You'd never guess this from the laudatory press coverage of Obama. With every major speech or press conference, the media and a sizable chunk of the political community--including many Republicans--assume Obama has carried the day. Actually, he rarely has.
The most striking example is Obama's strenuous defense of his decision to close Guantánamo pris-on by next January 22 and to bar "enhanced interrogation techniques" such as waterboarding in questioning captured terrorists. He gave a highly publicized address on this policy last month. After the speech, support for closing Guantánamo fell.
And this occurred despite Obama's supposedly powerful argument that Guantánamo has "set back the moral authority that is America's strongest currency in the world," become "a symbol that helped al Qaeda recruit terrorists," and "weakened American national security." As usual, the media praised the speech.
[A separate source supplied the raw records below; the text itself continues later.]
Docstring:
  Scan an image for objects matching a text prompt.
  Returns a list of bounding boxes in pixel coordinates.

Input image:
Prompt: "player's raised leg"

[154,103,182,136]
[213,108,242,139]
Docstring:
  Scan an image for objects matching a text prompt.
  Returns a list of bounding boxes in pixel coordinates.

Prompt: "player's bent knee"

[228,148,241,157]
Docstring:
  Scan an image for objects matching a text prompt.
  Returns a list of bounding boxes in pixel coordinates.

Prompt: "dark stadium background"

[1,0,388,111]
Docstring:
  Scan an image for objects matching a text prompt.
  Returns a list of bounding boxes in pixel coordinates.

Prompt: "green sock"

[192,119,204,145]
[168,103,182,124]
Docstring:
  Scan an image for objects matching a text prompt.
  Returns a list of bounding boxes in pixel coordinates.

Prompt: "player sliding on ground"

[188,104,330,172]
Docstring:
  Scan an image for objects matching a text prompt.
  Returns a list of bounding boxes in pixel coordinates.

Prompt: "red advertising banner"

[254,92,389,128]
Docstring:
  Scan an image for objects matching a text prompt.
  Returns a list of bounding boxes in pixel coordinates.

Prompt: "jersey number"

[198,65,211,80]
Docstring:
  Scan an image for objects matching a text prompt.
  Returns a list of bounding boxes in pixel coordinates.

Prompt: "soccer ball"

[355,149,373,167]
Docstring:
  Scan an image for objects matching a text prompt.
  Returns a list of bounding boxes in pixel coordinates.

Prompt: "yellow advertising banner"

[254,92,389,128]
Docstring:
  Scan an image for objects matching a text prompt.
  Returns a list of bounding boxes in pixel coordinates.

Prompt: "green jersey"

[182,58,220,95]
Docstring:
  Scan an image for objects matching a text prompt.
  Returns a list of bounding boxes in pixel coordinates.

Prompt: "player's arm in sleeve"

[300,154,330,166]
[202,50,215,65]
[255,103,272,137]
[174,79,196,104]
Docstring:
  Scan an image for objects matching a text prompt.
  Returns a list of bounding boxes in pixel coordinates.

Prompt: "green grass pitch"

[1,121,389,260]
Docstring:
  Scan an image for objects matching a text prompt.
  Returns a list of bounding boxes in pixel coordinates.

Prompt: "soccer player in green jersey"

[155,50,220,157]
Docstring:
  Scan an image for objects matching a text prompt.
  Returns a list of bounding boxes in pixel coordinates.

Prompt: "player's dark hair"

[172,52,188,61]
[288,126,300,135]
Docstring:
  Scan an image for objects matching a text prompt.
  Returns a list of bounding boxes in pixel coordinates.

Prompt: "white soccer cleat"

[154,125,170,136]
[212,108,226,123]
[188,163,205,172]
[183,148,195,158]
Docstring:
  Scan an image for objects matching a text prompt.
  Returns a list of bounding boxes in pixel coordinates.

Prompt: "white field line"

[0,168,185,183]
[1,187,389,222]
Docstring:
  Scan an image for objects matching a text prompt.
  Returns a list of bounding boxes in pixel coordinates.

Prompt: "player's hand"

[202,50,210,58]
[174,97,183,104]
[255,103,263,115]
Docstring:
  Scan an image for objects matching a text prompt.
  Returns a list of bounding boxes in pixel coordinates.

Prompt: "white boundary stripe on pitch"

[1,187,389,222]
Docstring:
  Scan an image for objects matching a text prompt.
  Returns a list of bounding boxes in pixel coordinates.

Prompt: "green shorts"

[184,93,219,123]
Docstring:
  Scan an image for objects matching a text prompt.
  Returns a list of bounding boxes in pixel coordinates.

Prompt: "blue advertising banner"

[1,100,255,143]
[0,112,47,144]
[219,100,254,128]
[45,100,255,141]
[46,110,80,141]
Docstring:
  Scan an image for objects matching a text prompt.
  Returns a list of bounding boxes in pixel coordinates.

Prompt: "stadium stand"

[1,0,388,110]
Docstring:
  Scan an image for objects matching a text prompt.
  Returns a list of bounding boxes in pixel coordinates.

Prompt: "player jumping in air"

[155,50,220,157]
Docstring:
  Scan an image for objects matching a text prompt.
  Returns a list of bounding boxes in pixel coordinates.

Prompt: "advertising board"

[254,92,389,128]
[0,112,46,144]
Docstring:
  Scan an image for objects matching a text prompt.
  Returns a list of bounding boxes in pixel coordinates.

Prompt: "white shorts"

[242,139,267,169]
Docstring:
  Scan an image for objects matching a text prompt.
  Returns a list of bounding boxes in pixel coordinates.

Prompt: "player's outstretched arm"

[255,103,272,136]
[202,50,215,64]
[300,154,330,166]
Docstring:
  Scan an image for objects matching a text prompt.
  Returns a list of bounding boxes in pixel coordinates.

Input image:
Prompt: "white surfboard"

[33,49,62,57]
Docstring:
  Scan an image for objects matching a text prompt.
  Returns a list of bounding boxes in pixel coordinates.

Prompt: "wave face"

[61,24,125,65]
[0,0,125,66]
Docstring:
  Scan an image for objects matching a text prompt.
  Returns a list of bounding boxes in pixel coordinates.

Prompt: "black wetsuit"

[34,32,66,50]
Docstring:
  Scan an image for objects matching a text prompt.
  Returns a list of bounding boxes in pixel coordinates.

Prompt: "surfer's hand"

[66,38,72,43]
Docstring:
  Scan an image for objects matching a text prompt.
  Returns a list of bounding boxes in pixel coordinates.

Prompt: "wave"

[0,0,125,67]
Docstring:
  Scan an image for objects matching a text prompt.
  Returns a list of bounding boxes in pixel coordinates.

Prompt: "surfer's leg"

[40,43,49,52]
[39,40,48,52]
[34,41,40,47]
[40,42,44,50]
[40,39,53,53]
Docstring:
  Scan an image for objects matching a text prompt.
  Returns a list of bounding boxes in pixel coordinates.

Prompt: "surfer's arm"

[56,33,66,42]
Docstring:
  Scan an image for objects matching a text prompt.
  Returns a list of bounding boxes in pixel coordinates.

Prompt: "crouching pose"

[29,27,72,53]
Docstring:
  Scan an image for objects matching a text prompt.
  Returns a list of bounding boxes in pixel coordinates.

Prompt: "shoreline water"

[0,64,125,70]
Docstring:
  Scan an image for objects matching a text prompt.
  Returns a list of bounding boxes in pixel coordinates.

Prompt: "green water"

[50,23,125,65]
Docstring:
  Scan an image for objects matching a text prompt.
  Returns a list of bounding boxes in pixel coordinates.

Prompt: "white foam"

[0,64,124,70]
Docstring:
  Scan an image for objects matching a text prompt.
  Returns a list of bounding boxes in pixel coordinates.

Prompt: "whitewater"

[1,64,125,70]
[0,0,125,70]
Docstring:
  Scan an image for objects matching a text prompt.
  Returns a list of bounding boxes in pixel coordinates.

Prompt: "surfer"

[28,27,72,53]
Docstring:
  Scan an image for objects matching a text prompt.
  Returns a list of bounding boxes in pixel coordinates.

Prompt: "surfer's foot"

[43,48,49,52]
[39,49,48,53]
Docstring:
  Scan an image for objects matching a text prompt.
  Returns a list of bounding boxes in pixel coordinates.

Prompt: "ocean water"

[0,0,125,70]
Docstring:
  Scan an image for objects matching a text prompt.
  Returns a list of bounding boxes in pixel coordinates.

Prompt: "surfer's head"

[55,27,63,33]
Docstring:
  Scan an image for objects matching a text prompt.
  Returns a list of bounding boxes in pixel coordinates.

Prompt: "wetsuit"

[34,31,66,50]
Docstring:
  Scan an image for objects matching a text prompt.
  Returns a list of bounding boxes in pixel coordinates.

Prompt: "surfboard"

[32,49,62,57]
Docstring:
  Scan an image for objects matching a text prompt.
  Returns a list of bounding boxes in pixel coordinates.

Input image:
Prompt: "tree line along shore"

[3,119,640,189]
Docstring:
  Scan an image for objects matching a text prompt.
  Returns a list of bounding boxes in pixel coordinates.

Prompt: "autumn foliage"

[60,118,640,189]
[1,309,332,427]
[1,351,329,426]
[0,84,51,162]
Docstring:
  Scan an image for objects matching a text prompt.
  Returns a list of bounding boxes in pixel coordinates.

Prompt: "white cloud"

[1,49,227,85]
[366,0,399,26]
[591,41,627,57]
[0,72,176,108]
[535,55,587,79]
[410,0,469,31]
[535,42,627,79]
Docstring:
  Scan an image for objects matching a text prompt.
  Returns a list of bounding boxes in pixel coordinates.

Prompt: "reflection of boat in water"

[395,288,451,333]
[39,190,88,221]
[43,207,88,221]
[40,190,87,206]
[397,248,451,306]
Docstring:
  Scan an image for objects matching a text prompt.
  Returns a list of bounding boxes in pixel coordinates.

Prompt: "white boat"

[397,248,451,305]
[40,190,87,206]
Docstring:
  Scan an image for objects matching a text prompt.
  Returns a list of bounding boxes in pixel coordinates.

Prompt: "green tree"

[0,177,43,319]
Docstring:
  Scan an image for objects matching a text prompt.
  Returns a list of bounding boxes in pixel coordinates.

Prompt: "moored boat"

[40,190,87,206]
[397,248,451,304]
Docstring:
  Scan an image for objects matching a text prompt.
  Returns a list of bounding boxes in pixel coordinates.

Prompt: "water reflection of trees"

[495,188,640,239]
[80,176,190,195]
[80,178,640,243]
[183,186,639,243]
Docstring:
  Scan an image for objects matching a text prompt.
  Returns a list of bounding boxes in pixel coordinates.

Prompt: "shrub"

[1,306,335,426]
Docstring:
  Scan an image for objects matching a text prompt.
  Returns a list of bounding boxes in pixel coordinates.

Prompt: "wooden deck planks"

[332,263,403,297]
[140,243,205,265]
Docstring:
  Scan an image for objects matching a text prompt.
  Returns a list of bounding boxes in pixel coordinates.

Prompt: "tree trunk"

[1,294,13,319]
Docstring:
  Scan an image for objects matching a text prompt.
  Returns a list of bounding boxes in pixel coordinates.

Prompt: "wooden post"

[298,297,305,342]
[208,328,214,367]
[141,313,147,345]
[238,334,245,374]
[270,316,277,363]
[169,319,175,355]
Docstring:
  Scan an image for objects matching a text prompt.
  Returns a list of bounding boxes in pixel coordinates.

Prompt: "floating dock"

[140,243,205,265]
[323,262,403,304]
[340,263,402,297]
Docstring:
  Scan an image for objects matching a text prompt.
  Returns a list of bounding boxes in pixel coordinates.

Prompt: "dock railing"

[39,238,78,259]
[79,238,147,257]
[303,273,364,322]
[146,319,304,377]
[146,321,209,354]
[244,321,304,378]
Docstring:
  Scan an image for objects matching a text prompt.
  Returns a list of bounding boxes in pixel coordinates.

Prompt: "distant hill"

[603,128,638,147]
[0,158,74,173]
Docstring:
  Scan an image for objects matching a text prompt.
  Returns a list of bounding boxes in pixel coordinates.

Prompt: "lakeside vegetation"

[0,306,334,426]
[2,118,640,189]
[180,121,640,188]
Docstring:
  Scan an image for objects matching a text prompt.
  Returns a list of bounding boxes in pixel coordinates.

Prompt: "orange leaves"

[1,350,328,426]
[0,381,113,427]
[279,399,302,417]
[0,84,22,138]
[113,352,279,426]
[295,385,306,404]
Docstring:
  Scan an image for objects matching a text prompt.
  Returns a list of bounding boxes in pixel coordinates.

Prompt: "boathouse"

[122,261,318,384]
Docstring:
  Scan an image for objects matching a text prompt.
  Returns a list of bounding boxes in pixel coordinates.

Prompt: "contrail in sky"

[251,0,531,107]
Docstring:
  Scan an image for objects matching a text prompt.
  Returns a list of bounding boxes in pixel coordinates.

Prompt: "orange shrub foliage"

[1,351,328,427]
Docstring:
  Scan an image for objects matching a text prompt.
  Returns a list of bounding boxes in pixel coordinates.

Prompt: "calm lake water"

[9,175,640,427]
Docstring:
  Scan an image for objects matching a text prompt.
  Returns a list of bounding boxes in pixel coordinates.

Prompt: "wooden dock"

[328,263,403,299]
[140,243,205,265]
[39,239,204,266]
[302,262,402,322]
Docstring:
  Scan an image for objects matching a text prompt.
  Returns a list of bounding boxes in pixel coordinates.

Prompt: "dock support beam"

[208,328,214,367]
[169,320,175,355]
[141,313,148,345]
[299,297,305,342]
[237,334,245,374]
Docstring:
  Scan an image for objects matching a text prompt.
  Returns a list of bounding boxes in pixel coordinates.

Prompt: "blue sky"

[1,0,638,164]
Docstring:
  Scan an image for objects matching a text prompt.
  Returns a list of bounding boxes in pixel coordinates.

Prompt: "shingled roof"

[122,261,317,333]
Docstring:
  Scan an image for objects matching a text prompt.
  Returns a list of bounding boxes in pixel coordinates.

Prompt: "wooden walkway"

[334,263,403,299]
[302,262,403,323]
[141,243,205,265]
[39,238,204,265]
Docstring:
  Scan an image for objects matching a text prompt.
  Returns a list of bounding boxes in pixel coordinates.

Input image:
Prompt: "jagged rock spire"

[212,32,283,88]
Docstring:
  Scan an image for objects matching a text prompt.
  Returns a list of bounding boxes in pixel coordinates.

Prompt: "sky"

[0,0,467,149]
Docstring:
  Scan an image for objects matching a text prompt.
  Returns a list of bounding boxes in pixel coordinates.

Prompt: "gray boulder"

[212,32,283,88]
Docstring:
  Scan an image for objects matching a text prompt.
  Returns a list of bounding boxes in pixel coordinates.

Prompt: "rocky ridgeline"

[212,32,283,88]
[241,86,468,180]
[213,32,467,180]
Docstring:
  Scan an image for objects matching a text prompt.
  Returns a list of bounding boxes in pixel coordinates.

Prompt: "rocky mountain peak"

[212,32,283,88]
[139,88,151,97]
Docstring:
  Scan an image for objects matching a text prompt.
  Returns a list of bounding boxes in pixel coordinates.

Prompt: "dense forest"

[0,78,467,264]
The president's remarks were followed (same day, different location) by a speech by former Vice President Dick Cheney in which he criticized the president on Guantánamo and interrogation tactics. "Clearly the president is a more popular figure," says pollster Scott Rasmussen. "The numbers still shifted a little away from Obama."
Obama first announced his intention to close Guantánamo as a candidate last year.
Public support for keeping the prison open dropped, in Rasmussen's polling, from 59 percent last summer to 42 percent in January. Two days after taking office, Obama announced his decision to shut the facility. Since then, the public balked. Support for leaving it open has increased to 49 percent.
Nor has the president been able to increase support for other terrorist-related policies. Public approval for Obama's policy of not using "torture" to interrogate terrorists dipped from 58 percent in January to 49 percent in April in ABC News/Washington Post polling. Rasmussen found overwhelming opposition, 57-to-28 percent, to Obama's plan to bring Guantánamo prisoners to the United States.
The negative drift in public opinion isn't entirely due to Obama. "It's not so much the rhetoric," Rasmussen says. Rather, "it's the reality" of dealing with the problem of what to do with the terrorists jailed at Guantánamo. "The more people hear about it," the less they support Obama's policy.
There may be an institutional reason as well for Obama's inability to stir approval of his policies, including a surge in domestic spending. George C. Edwards III, a presidential scholar at Texas A&M University, argued in his book On Deaf Ears: The Limits of the Bully Pulpit that presidential speechmaking almost never alters public opinion.
Both scholars and journalists, Edwards wrote, "refer to the White House as a 'bully pulpit' and assume that a skilled president can employ it to move the public and create political capital for himself. The fact that such efforts almost always fail seems to have no effect on the belief in the power of public leadership."